KIYMETLİ BİR ÇALIŞMA

Sanatçıların eleştiri veya kuram yazılarına sıcak bakmadığından söz ettim. Belki de bu yüzden bir sanatçının bu alanda yaptığı çalışma çok kıymetli oluyor. Arasan bulunmaz cinsinden oluyor da diyebilirim. Araştırmacıların, akademisyenlerin eleştiri ve kuram çalışmalarını kendi meselelerinden ayrı yaptıklarını düşünüyorum. Bu yüzden aslında çok derinlere inemiyorlar. Atladıkları çok fazla nokta, konu ve şahıs kalıyor. Sanatçının ise her yaptığı çalışma kendi meselesinin bir uzantısı veya ta kendisi oluyor. Bu yüzden sanatçı ele aldığı konuyu neredeyse sektirmeden, hiçbir noktayı atlamadan işleyebiliyor. Hatta onun sözünü etmediği bir isim veya konunun bile bir anlamı oluyor. Neden söz etmedi, yoksa önemsiz mi buldu gibi onlarca soruyla okuyucuda farklı bir düşünsel faaliyete de yol açıyor. Sanatçı eser verdiği türün dışında, bir edebiyat türüyle ilgili konuşmaya başladığında ise derya dil olup fikirler, tespitler, kuramlar havada uçuşmaya başlıyor. Çünkü söylediği her şey hem kendi meselesine dahil hem de o meselenin dışındadır. Meselenin dışında olduğu için sanatçı çok rahat konuşuyor; meselenin içinde olduğu için sanatçının harareti, içtenliği, kaygısı ve sancıları hissediliyor. Dolayısıyla ortaya okumaya doyulmaz bir kitap çıkıyor.

Dünya Romanının Serüveni bu türden bir kitap. 596 sayfa. Ama başından sonuna kadar çok rahat okunuyor. Necip Tosun’un akıcı üslubu, meseleleri ele alırkenki kapsayıcı tutumu, daha da önemlisi hangi romancı veya kitaptan söz ediyorsa, onlara dair okuyucuya doyurucu bilgi, tespit ve çözümlemeler sunması, kitabın rahat okunmasını sağlıyor. Ama bu okuyucuyu yanıltmamalı. Kitap ne kadar rahat okunursa okunsun aslında çok güç bir konuyu ele almaktadır. Necip Tosun bu kitabında da okuyucunun önüne bir harita koymak derdinde. Haritada eksik bir tarafın kalmaması için titizlik gösteriyor. Bu yüzden bu kitabın devamı niteliğinde olacağını söylediği Türk Romanının Serüveni ve Dünya Romanında Türk İmgesi çalışmalarının ismini “Sunuş”ta belirtiyor.
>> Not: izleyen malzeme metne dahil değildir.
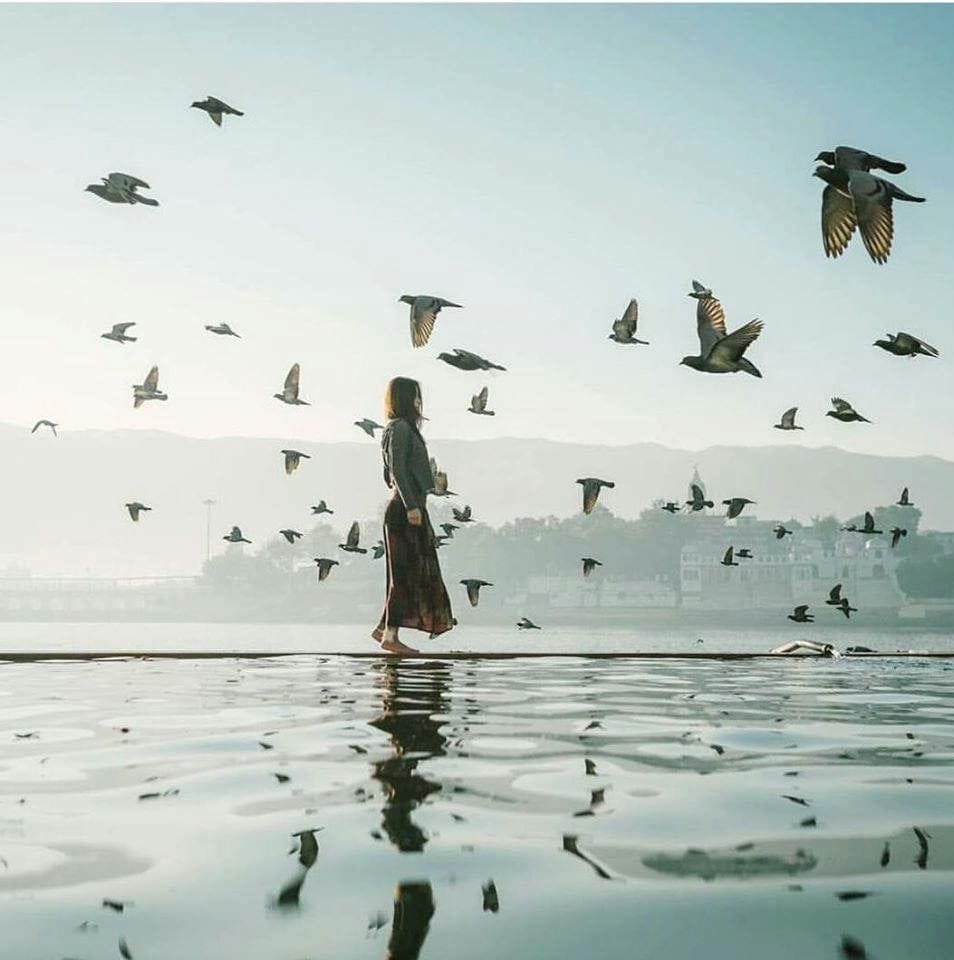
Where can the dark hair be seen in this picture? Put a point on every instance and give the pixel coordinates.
(399, 397)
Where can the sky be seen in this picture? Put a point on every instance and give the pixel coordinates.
(538, 164)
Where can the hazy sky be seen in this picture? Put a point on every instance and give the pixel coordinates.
(538, 164)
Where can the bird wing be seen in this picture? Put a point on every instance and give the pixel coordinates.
(710, 324)
(872, 202)
(838, 221)
(734, 345)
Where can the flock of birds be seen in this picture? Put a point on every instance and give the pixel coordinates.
(853, 198)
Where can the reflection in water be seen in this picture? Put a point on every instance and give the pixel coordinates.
(412, 694)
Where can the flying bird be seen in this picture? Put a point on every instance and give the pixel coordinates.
(45, 423)
(292, 459)
(624, 329)
(903, 344)
(591, 491)
(855, 198)
(424, 311)
(324, 567)
(368, 426)
(118, 333)
(222, 329)
(122, 188)
(845, 412)
(720, 352)
(588, 564)
(478, 404)
(801, 614)
(465, 360)
(736, 505)
(698, 500)
(148, 389)
(215, 108)
(289, 392)
(351, 543)
(473, 589)
(135, 508)
(788, 420)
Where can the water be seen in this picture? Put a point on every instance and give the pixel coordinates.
(621, 809)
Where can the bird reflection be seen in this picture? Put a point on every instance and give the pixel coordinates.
(413, 693)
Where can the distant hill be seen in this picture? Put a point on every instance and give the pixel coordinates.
(61, 512)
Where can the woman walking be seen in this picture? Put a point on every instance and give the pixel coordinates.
(416, 595)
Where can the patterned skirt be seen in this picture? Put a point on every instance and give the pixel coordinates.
(416, 595)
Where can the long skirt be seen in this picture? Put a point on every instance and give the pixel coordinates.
(416, 595)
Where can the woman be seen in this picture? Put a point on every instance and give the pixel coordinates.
(416, 595)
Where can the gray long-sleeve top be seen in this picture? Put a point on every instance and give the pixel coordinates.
(406, 465)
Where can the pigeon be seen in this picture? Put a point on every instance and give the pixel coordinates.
(846, 608)
(903, 344)
(121, 188)
(465, 360)
(624, 329)
(45, 423)
(698, 500)
(368, 426)
(135, 508)
(292, 459)
(289, 392)
(588, 564)
(801, 614)
(424, 311)
(591, 490)
(736, 505)
(118, 333)
(148, 389)
(324, 567)
(351, 542)
(478, 404)
(215, 108)
(850, 158)
(845, 412)
(473, 589)
(788, 420)
(719, 352)
(222, 329)
(855, 198)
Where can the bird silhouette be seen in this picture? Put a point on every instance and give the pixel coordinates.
(289, 392)
(473, 589)
(215, 108)
(591, 491)
(118, 333)
(624, 329)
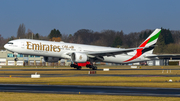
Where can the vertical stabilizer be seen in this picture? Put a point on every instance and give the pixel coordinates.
(149, 44)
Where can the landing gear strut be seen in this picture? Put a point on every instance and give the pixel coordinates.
(76, 66)
(87, 64)
(16, 59)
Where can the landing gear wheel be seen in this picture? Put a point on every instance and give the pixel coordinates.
(16, 59)
(94, 68)
(78, 67)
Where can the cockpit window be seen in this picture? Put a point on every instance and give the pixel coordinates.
(9, 43)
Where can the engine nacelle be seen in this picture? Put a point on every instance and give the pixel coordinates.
(79, 57)
(51, 59)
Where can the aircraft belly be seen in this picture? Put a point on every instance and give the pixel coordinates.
(122, 58)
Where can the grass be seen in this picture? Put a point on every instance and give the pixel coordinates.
(10, 96)
(136, 81)
(98, 81)
(70, 79)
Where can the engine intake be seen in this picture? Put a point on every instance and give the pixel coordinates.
(79, 57)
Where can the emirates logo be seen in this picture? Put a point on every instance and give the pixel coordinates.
(80, 57)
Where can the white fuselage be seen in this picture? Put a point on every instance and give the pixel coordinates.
(62, 50)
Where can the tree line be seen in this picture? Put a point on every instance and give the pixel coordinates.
(168, 42)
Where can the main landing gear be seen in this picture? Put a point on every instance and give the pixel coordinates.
(16, 59)
(87, 64)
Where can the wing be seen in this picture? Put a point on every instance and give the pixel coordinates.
(110, 52)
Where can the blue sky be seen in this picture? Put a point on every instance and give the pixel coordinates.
(41, 16)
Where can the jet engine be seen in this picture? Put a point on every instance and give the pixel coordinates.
(79, 57)
(51, 59)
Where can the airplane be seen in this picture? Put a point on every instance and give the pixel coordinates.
(84, 55)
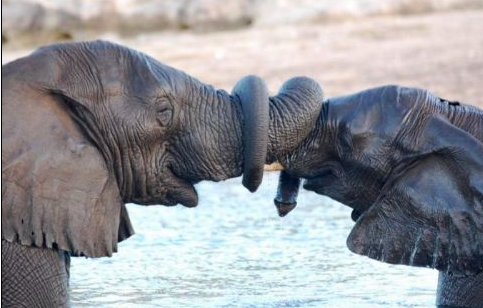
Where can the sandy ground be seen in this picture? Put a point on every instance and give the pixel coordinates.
(442, 52)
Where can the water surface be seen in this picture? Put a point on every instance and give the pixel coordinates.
(234, 251)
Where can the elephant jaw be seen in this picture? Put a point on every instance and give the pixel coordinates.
(171, 190)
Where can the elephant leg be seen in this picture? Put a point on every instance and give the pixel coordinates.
(460, 291)
(34, 277)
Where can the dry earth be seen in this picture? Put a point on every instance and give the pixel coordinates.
(442, 52)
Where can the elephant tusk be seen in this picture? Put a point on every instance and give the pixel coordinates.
(273, 167)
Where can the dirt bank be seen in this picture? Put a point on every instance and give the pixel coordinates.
(442, 52)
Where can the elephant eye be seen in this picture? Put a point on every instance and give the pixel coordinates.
(164, 116)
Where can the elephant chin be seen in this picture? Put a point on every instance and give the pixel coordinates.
(170, 191)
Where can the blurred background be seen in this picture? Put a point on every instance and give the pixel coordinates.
(233, 250)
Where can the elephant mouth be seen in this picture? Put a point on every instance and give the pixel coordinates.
(356, 214)
(180, 191)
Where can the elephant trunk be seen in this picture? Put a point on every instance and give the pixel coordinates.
(253, 95)
(293, 114)
(274, 126)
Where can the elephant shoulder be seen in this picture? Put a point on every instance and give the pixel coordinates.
(430, 212)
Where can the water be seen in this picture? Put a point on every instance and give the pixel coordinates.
(234, 251)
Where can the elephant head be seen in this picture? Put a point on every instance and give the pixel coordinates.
(409, 164)
(90, 126)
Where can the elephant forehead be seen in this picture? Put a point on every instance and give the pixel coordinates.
(378, 111)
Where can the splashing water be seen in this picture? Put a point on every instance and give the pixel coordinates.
(234, 251)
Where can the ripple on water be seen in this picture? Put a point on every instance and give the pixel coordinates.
(234, 251)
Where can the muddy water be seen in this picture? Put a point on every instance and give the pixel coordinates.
(234, 251)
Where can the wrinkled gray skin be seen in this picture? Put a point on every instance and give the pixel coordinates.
(410, 165)
(87, 127)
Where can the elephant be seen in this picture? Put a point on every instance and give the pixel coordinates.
(90, 126)
(410, 165)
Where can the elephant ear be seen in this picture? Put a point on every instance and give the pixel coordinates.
(56, 189)
(430, 212)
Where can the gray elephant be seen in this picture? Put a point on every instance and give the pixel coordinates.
(90, 126)
(410, 165)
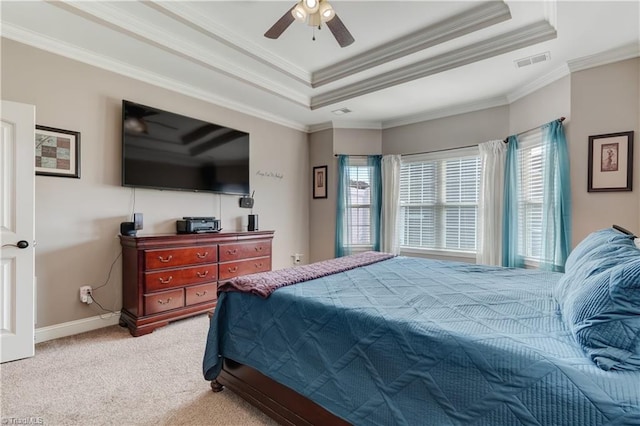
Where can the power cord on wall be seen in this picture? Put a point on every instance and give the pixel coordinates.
(104, 284)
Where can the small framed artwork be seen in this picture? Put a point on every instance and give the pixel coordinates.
(57, 152)
(320, 182)
(611, 162)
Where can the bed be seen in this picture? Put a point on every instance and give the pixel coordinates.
(412, 341)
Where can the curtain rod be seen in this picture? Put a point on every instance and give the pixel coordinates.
(561, 119)
(506, 140)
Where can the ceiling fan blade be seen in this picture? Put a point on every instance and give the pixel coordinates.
(340, 32)
(281, 24)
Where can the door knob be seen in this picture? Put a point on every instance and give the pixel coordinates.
(19, 244)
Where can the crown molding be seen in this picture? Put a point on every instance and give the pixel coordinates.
(522, 37)
(319, 127)
(627, 51)
(539, 83)
(477, 18)
(115, 19)
(447, 112)
(186, 14)
(48, 44)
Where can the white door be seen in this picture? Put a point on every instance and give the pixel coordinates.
(17, 226)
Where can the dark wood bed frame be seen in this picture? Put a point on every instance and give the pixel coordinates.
(272, 398)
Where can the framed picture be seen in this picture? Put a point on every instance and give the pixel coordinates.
(57, 152)
(320, 182)
(610, 162)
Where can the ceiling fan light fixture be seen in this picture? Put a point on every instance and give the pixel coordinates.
(326, 11)
(311, 6)
(315, 19)
(299, 12)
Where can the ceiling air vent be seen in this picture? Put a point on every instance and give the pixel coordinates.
(341, 111)
(540, 57)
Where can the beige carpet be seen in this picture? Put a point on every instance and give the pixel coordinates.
(107, 377)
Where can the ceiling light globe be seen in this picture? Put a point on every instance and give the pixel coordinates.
(326, 11)
(311, 6)
(299, 12)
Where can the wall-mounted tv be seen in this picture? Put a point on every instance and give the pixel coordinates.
(165, 150)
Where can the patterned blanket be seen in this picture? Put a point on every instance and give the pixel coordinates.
(264, 283)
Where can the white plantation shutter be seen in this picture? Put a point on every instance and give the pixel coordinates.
(531, 194)
(439, 200)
Çünkü o da biliyor, “Dünya romanı diyorsun ama kitapta bir tane bile Türk romanı yok” tarzında haklı itirazların olacağından. O, bunun böyle olmadığını, Türk romanının ayrı bir çalışma gerektirecek genişte bir konu olduğunu belirtiyor. Bu yüzden Necip Tosun’un hangi çalışması olursa olsun onda eksiklik, ihmalkarlık, boşluk bulmak zordur.
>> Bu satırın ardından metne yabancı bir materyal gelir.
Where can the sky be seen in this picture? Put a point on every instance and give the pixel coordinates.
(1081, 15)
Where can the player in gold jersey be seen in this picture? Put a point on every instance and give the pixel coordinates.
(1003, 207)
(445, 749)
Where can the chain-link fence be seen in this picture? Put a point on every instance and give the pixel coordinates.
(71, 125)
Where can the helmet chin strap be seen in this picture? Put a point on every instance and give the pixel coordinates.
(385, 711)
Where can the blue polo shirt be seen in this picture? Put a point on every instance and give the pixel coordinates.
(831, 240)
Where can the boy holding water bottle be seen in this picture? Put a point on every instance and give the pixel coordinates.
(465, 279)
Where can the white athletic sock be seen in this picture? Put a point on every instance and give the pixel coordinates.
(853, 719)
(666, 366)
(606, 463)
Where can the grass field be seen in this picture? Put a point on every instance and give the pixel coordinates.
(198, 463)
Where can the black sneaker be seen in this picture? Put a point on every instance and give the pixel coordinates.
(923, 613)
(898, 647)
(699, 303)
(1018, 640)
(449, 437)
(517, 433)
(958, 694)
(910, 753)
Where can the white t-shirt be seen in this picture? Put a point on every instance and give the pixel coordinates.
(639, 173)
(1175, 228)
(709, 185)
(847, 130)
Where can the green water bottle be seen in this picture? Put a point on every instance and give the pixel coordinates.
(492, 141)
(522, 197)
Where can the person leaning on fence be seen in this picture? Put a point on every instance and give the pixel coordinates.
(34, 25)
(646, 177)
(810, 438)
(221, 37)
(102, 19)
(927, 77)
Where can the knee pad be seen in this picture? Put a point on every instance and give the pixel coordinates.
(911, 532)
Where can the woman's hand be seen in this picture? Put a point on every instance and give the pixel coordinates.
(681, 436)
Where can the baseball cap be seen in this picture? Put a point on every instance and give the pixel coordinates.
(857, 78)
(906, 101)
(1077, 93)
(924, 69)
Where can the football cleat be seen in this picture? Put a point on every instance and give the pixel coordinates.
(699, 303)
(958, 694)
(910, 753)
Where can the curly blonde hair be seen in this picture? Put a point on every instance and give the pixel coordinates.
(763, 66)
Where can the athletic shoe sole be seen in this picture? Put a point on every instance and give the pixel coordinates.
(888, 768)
HANGİ ROMANA NASIL BAKMALI

Dünya Romanının Serüveni bir ders kitabı olarak da okunabilir. Çünkü içinde dünya romanının bölümleri diyebileceğimiz, ayrı ülkelerin ayrı romancıları hakkında çok sayıda bilgi var. Eleştiri kitabı olarak da okunabilir, çünkü Necip Tosun inceden inceye, ancak çok dikkat edildiğinde fark edilecek bir elemeye de gidiyor. Daha da önemlisi hangi romana nasıl bakılması gerektiğini anlatıyor. Bir kuram kitabı olarak okunabilir o, çünkü romanlardan yola çıkılarak oluşturulmuş edebiyat teorilerine değindiği gibi Necip Tosun, belli teori ve anlayışlarla yazılmış romanları da irdeliyor. Hem de o teorilerin eşliğinde. Bu yüzden roman nedir, hangi romancılar nasıl okunmalıdır gibi soruların cevaplarını merak eden herkese rahatlıkla tavsiye edilebilecek bir kitap Dünya Romanının Serüveni. Onda teorileri de takip edebilirsiniz, roman tarihini de, ele alınan romanların neden önemli olduğunu da. Yine bu yüzden Dünya Romanının Serüveni bir başlama noktası, giriş kapısı veya yol haritasıdır.

Kitap 46 yazıdan oluşuyor. “Sunuş” ve “Son Söz”ü dahil edersek, yazılardan sekiz tanesi roman sanatına dair genel konuları merkeze alıyor. Diğer yazılarda bir romancı veya roman ele alınmış. İki türdeki yazılarda da görülecektir ki Necip Tosun’un roman yazıları, onun okuma serüveninin bir parçasıdır. Bu yüzden mesela Balzac’la ilgili yazarken, onun bir romanına yoğunlaşır fakat Balzac’ın diğer romanlarını da gözden kaçırmaz. Necip Tosun’daki bütüncül bakış, bir romancıyı ele alırken de bu şekilde kendini gösterir. Yetmiyor, Necip Tosun Balzac hakkında yazılmış kitapları da devreye sokar. Aynı şey Dostoyevski, Tolstoy, Zola veya Joyce için de geçerlidir. Bu yüzden Dünya Romanının Serüveni’ndeki her bir yazı ayrı bir okuma serüvenine dayanıyor. Bu şekilde çok sayıda yapılan okuma serüvenleri, Dünya Romanının Serüveni’ne dönüşüyor.